Um dos princípios-chave da ecologia são os processos cíclicos. Na natureza há produção de resíduos, entretanto o que é resíduo para um organismo é alimento para o outro. Logo não há “lixão” no mundo natural, muito menos barragem para conter rejeitos. Entre nós, ao contrário, os processos são lineares. Extraímos um bem natural, aproveitamos parte, descartamos em algum lugar o que não nos interessa. Por onde passamos, seja na praia ou em uma festa, deixamos um rastro de lixos que serão recolhidos, varridos e amontoados em algum lugar. Quanto mais consumimos mais acelerado é o processo de retirada de recursos naturais. Nesse sentido temos parte nesse rejeito.
O complexo do Paraopeba, onde estava a barragem da Mina do córrego do Feijão, era responsável por 7% da produção de minério de ferro, principal produto da Vale, que também produz minério de manganês, carvão, níquel, cobre, cobalto e ouro. Os minerais, em geral, são utilizados nas estruturas de indústrias, edifícios, aviões, cabo elétrico, celular, carro, geladeira etc. Ou seja, o conforto que demandamos e do qual não abrimos mão exige a existência de mineradoras, e, consequentemente, a produção de rejeitos. Queremos computadores e equipamentos eletrônicos de “última geração”, mesmo sabendo que ao sair da loja já estará ultrapassado? Sim! Então, onde fica a “barragem” para tanto resíduo eletrônico?
Segundo dados da United Nations Evnironmente Programme (Unep), das Nações Unidas, até 90% desse lixo são despejados de qualquer jeito no continente africano sem nenhum critério ou respeito pelas pessoas ou pela natureza, pois custa mais barato que reciclar devidamente no mundo industrializado de onde se originam. Nesse sentido, temos parte nesse rejeito.
Em nossas casas entram, junto com as compras as sacolas plásticas, embalagens inúteis, objetos mil, latas, vidros etc. Grande parte não tem relação alguma com aquilo que, de fato, iremos consumir ou mesmo precisar.
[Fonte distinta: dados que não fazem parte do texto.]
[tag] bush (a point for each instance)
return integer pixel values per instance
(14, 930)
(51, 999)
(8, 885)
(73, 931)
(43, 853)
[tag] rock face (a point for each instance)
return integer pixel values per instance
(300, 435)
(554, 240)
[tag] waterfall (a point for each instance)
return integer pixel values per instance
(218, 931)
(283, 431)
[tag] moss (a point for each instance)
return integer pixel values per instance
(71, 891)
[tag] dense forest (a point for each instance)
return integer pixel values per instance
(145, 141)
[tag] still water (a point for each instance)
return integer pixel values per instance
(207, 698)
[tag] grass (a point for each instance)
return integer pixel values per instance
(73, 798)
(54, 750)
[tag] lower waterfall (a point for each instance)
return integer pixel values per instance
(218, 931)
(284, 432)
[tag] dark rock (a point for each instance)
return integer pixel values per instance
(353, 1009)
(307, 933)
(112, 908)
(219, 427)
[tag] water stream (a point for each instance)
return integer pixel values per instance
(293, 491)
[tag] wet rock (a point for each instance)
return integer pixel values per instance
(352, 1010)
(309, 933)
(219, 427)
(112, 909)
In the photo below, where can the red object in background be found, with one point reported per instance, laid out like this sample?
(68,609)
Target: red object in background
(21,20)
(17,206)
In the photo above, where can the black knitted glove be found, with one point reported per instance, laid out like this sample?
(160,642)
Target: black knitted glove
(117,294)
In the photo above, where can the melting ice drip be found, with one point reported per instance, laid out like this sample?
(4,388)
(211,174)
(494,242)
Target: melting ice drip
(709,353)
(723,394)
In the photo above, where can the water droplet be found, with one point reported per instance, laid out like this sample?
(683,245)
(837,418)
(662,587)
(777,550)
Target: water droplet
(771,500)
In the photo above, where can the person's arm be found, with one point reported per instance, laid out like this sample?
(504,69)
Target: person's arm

O que é possível fazer? Recusar, reaproveitar, reduzir o consumo, buscar produtos a granel, fazer compostagem, participar da coleta seletiva dando, no mínimo, a destinação correta para todo o resíduo gerado. Pode-se também não fazer nada e deixar que tudo vá para o aterro “sanitário” (onde houver) e lá deixar que despejem os rejeitos. Contudo, o aterro não é eterno nem tão sanitário. Tem vida útil curta, em torno de dez anos ou mais anos, conforme a tecnologia, o volume e a localização, e soluciona apenas em parte os problemas causados pelos excessos que produzimos. Nesse sentido temos parte nesse rejeito.
Precisamos nos alimentar, entretanto um terço da produção mundial de alimentos vai para o lixo em algum momento do processo de colheita até chegar à mesa. Isso equivale a 1,3 bilhão de toneladas por ano, o suficiente para alimentar todo o continente africano, segundo relatório das Nações Unidas (2011). Comprar aquilo que não irá consumir e que irá estragar antes de ir para o lixo me faz lembrar que temos parte nesse rejeito. Se a carne faz parte da minha alimentação, é preciso considerar que a produção de um quilo consome em torno de 16 mil litros de água, segundo a Water Footprint. Esse bife foi, um dia, um boi, mamífero de proximamente 520 quilos que comeu todos os dias. Ocupou espaço e, para isso, foi preciso desmatar para abrir pasto ou plantar soja para produzir ração. Quando vivo, arrotou gás metano, produziu, segundo o Departamento de Engenharia Agrícola da Universidade Federal de Viçosa, 30 quilos de fezes e urina por dia (21 kg de fezes e 9kg de urina) e viveu por volta de 18 meses. Se o rebanho bovino brasileiro está, segundo o Censo Agropecuário 2017 – IBGE, na casa de 214,9 milhões de cabeças, isso significa que são lançadas, diariamente, 6.447 bilhões de fezes em algum lugar do Brasil, no pasto ou na área de confinamento. Se ajuntássemos todo esse volume em um só lugar, precisaríamos de 537,25 represas/dia, como aquela que se rompeu em Brumadinho, somente para conter esse rejeito. Nesse sentido, é da nossa alçada, naquilo que servimos o nosso prato todos os dias, não fazer parte desse rejeito.
A tragédia de Brumadinho chega em um momento crítico para o meio ambiente quando, lamentavelmente, ouvimos ameaças de ampliar o desmatamento para monoculturas até na Amazônia; do Brasil sair do Acordo de Paris; de aprofundar a submissão da política ambiental às políticas da Agricultura; da indicação de nomes da bancada do Agronegócio para setores estratégicos em relação à preservação do meio ambiente; da abertura das reservas naturais e indígenas em favor da agricultura e da mineração; críticas às normas ambientais consideradas rigorosas demais e o fim das multas ao setor agrícola. A morte dos rios já denúncia este caminho suicida. A sensação beira ao desespero como ao ver um carro desgovernado na contramão da avenida. Em nome de todos e de tudo aquilo que deixou de existir em Brumadinho, pessoas, animais, árvores, rio e histórias, possamos despertar para ouvir os gemidos da natureza e nos colocarmos com urgência em sua defesa.